Zelfbeschikkingsrecht – Zelfverlossing

De wet van de zelfbeschikking is voor het wezenlijke van het grootste belang, want daardoor wordt hem een bepaalde vrijheid toegekend, die pas een volmaakt worden mogelijk maakt. Zolang het wezen onder invloed van de tegenstander van God staat, is het volledig van deze afhankelijk, zowel wat zijn overtuiging betreft alsook in zijn werkzaamheid. De overtuiging zal altijd tegen God gericht zijn, zoals de werkzaamheid eveneens steeds in strijd zal zijn met de goddelijke wil. Maar het wezen zou ondanks zijn tegen God gerichte instelling niet ter verantwoording geroepen kunnen worden, zolang het gedwongen aan de boze macht uitgeleverd is. Pas de vrijheid van de wil rechtvaardigt een achteraf plaatsvindende verantwoording.

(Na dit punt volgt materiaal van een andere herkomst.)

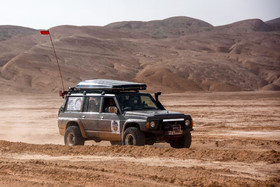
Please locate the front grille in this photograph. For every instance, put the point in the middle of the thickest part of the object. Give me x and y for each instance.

En zo ontnam God de tegenstander de macht over het wezenlijke en liet het dus vrij in de geestelijke wereld en Hij liet de vrije beslissing om voor of tegen Hem te zijn aan hem over. Het moest van geen enkele kant een dwang voelen, maar God wilde dat het wezenlijke vanzelf naar Hem terugverlangde en geeft hem daarom op aarde de grootste vrijheid en ook kennis over de zin en het doel van het leven op aarde en het voordeel en nadeel van een verkeerde instelling. Hij houdt hem enerzijds de vreugden van het hiernamaals en anderzijds de kwellende toestand van het berouw voor en Hij wil voor het wezenlijke de beslissing gemakkelijk maken, maar het wezen moet zelf het besluit nemen.

Zodra God de tegenstander de macht over de wil van de geschapen wezens ontnam, verzwakte Hij de macht van de tegenstander over deze wezens. Hij plaatste de wezens in die toestand, dat ze vrij zouden kunnen beslissen, maar het laatste bleef wel aan hen overgelaten. En het is dus de goddelijke wil dat niets in het heelal zich in onvrijheid van de geest bevindt. Hoewel het stadium van de vrije wil in de mens door God geleid wordt, heeft dit toch niets met zijn zelfbeschikking van doen.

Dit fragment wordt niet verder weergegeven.